Ultrasound RTLS

Why ultrasound

The most accurate positioning systems are using trilateration:

GPS
UWB
Marvelmind Indoor “GPS”

Trilateration (or multilateration) requires precise knowledge of distances to multiple reference points: stationary beacons in ultrasound, anchors in UWB, satellites in GPS.

Measuring distance relies on two things:

Exact knowledge of propagation speed (speed of light/radio, speed of ultrasound)
Precise measurement of time

Therefore, with other things (measurement of time, for example) equal, the slower the propagation speed the more precise distance measurement can be.

Ultrasound propagates ~1,000,000 times slower than the electromagnetic waves. Thus, it is, theoretically, 1,000,000 easier to achieve the higher accuracy with ultrasound based RTLS than with UWB based RTLS. Or you can put it differently: ultrasound RTLS can be 1,000,000 more accurate than UWB systems (in theory).

Of course, there are many other factors affecting the accuracy, for example, uncertainty of ionosphere propagation delay for the GPS signal or uncertainty due to size of ultrasound transducers where exactly the ultrasound was emitted or where exactly was the UWB signal transmitted, because UWB antennas are not infinitely small either. Those factors prevail in the basic 1,000,000 ultrasound vs. UWB comparison. As results ultrasound RTLS is not 1,000,000 more accurate than UWB RTLS. However, the fundamentals are there and ultrasound systems are easily 10 times more accurate than UWB in typical industrial applications. See examples:

Other examples of how accurate ultrasound RTLS actually is:

Tracking different corners of iPhone with Marvelmind Indoor “GPS”
Test statistics of ultrasound-based indoor positioning system (Excel with raw data included)

Why trilateration but not triangulation

Triangulation based systems (angular laser systems, optical systems) become less accurate with the distance.

Trilateration-based system are not becoming less accurate. Yes, the results can be noisier, confidence of measurements lower, etc., but they provide the same theoretical accuracy, because the uncertainty of measurement doesn’t directly depend on the distance. Accuracy is a very complex term and we won’t go into definitions here, but, as a practical example, the spot of location for 3m distance and for 20m is effectively the same for the trilateration system, whereas for triangulation system it will clearly decreases with 20/3 ratio.

Thus, trilateration systems are inherently more accurate than triangulation based systems.

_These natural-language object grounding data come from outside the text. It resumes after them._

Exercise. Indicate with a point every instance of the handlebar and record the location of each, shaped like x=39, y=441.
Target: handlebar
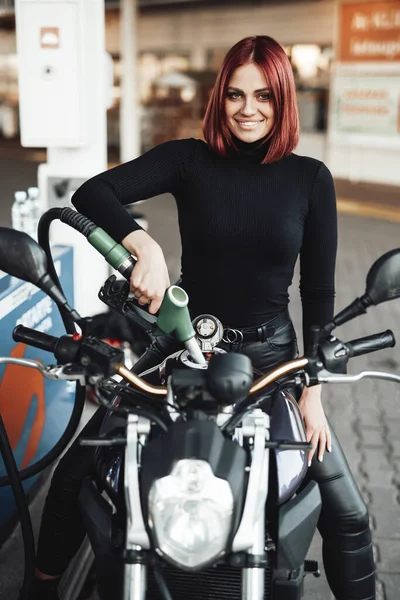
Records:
x=34, y=338
x=107, y=361
x=371, y=343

Of course, there are practical, engineering, and commercial factors. And very often they prevail. Thus, theoretically more accurate systems may lose to practically more implementable systems, etc. But it is not the case for this example. Trilateration based systems are indeed more accurate for industrial systems than triangulation systems for the majority of applications because of theoretical and practical aspects.